TIME Congress

House Sues Obama Over Health Care Law

Barack Obama
Jim Bourg—AP President Barack Obama announces executive actions on immigration during a nationally televised address from the White House in Washington, D.C., on Nov. 20, 2014

"The House has an obligation to stand up for the Constitution"

House Republicans sued the Obama Administration on Friday over how it has implemented the health care reform law, taking legal action after threatening to do so for months.

The House sued the cabinet secretaries for the Department of Health and Human Services, and the Department of the Treasury, and filed the case in the U.S. District Court for Washington D.C., House Speaker John Boehner’s office said. At issue are administrative tweaks the Administration has made during the course of implementing the law.

“Time after time, the President has chosen to ignore the will of the American people and re-write federal law on his own without a vote of Congress,” Boehner said in a statement. “That’s not the way our system of government was designed to work. If this president can get away with making his own laws, future presidents will have the ability to as well. The House has an obligation to stand up for the Constitution, and that is exactly why we are pursuing this course of action.”

The lawsuit went unfiled for months after House Republicans first floated it. Legal experts have been skeptical of its chances of success.

Boehner said in July that the House would sue President Barack Obama for twice delaying the Affordable Care Act’s mandate that businesses with more than 50 full-time employes provide insurance or pay a fee—a provision Republicans oppose anyway. The suit also alleges that the law does not allow the executive branch to transfer funds to insurance companies to reduce out-of-pocket payments for low-income enrollees, as Congress has not appropriated the money for that purpose. The nonpartisan Congressional Budget Office estimates that those cost-sharing subsidies for low-income Americas—those at two-and-a-half times the poverty level, or $11,670 to $29,175 a year for an individual—will cost $175 billion over the next ten years.

Republicans had trouble finding a lawyer to pursue the case, but Boehner found his man this week in George Washington Law School professor Jonathan Turley, who had testified in favor of such a lawsuit this summer.
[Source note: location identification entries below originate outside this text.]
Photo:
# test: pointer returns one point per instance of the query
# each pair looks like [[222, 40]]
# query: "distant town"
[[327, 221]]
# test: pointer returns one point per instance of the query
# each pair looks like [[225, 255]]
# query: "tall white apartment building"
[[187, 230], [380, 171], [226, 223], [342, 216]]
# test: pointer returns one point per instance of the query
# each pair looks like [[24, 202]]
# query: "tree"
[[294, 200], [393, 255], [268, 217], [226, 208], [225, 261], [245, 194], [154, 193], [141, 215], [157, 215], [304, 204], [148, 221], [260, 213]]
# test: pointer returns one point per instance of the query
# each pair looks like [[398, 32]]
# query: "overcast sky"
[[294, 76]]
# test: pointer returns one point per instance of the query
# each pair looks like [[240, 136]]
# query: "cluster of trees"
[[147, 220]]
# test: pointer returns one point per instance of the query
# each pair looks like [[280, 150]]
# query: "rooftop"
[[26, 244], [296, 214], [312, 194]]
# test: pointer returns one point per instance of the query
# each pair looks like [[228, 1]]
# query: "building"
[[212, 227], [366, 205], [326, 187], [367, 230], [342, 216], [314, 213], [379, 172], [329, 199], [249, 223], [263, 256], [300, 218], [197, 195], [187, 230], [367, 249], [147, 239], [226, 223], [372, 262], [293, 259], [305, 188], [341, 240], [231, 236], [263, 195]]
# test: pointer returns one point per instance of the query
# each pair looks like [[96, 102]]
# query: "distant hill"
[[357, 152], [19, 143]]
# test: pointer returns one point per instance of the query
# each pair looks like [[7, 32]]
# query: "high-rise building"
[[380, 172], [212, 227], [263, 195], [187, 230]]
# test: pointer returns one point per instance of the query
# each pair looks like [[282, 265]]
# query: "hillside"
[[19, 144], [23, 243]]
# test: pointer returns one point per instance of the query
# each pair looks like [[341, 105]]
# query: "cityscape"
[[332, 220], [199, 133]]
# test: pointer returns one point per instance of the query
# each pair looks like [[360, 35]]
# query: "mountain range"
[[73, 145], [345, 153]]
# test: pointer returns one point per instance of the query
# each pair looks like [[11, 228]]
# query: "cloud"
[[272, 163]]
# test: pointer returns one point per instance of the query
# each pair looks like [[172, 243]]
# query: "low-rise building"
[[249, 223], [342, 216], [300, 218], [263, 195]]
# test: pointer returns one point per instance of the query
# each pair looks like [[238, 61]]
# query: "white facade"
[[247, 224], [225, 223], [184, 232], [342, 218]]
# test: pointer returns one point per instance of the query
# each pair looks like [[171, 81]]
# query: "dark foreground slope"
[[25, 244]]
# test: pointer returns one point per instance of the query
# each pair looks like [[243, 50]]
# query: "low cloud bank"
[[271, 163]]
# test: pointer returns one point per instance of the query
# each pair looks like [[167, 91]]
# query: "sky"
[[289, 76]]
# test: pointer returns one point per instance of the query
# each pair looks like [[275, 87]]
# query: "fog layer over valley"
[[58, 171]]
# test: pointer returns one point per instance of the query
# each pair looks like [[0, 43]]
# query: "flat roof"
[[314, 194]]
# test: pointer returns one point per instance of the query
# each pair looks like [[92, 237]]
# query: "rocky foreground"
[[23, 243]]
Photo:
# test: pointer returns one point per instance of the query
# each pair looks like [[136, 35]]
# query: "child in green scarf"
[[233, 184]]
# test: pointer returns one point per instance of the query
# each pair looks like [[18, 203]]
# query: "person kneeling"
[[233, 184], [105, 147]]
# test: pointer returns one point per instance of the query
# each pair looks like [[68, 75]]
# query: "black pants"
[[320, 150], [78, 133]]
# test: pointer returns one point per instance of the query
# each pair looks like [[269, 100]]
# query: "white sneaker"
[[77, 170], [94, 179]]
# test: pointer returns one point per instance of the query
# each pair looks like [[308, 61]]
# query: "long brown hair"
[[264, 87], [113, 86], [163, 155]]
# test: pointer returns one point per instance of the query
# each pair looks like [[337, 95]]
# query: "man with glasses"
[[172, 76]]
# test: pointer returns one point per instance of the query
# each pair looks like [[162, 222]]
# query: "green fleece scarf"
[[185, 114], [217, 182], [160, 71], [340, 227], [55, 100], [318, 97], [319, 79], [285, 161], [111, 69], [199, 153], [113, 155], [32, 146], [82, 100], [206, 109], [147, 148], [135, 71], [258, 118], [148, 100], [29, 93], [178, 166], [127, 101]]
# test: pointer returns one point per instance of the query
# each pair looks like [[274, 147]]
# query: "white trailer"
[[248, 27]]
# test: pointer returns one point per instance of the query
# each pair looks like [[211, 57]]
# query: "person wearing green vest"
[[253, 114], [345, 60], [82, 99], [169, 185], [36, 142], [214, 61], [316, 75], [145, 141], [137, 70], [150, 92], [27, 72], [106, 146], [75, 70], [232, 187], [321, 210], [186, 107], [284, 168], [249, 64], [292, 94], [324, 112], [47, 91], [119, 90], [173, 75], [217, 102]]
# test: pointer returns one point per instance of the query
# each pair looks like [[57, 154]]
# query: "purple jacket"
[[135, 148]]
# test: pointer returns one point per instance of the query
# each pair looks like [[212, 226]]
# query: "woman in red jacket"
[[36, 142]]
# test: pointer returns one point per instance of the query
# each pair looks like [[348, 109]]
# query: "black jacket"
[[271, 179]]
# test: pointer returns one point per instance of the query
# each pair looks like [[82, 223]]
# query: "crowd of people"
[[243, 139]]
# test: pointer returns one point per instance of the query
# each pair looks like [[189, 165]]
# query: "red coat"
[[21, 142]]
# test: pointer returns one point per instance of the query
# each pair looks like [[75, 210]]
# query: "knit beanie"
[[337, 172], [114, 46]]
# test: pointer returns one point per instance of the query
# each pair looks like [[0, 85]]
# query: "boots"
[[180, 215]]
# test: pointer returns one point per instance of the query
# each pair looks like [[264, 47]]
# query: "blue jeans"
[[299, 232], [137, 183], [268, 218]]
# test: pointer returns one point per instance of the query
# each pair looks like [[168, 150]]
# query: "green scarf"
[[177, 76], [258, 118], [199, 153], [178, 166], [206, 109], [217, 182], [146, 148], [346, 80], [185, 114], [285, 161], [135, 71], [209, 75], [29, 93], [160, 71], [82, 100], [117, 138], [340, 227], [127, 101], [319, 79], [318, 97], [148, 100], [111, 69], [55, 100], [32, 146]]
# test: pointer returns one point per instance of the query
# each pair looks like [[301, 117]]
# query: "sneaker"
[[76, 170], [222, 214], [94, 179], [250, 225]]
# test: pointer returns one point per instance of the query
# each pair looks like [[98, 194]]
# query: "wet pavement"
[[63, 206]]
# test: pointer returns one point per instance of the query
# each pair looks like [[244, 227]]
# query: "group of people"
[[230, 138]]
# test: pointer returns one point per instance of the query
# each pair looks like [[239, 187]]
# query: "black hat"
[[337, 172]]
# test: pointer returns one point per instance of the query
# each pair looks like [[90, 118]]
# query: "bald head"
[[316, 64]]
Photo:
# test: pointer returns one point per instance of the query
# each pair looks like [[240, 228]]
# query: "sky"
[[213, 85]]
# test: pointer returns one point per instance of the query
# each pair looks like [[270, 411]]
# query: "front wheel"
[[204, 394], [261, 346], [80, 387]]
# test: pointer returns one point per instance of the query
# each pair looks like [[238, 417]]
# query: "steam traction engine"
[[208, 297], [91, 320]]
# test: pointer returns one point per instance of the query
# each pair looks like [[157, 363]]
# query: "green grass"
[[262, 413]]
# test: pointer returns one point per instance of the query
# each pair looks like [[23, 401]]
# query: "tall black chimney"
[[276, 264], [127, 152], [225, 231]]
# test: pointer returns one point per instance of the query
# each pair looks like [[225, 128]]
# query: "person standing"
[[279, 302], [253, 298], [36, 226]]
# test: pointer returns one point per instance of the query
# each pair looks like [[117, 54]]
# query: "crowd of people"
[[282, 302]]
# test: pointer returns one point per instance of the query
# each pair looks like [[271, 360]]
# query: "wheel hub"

House Republican aides have suggested the lawsuit could be expanded to include the Obama’s executive actions taken this week to grant temporary legal status to millions of immigrants in the country illegally, but Turley has said in the past that expanding the lawsuit would weaken it.

House Democratic Minority Leader Nancy Pelosi ridiculed the lawsuit as a political stunt.

“After scouring Washington for months, Republicans have finally found a TV lawyer to file their meritless lawsuit,” Pelosi spokesman Drew Hammill said in a statement Friday. “While the American people want Congress to get serious about creating good-paying jobs and strengthening the middle class, House Republicans are paying $500-an-hour in taxpayer money to sue the President of the United States. The fact is, this lawsuit is a bald-faced attempt to achieve what Republicans have been unable to achieve through the political process.”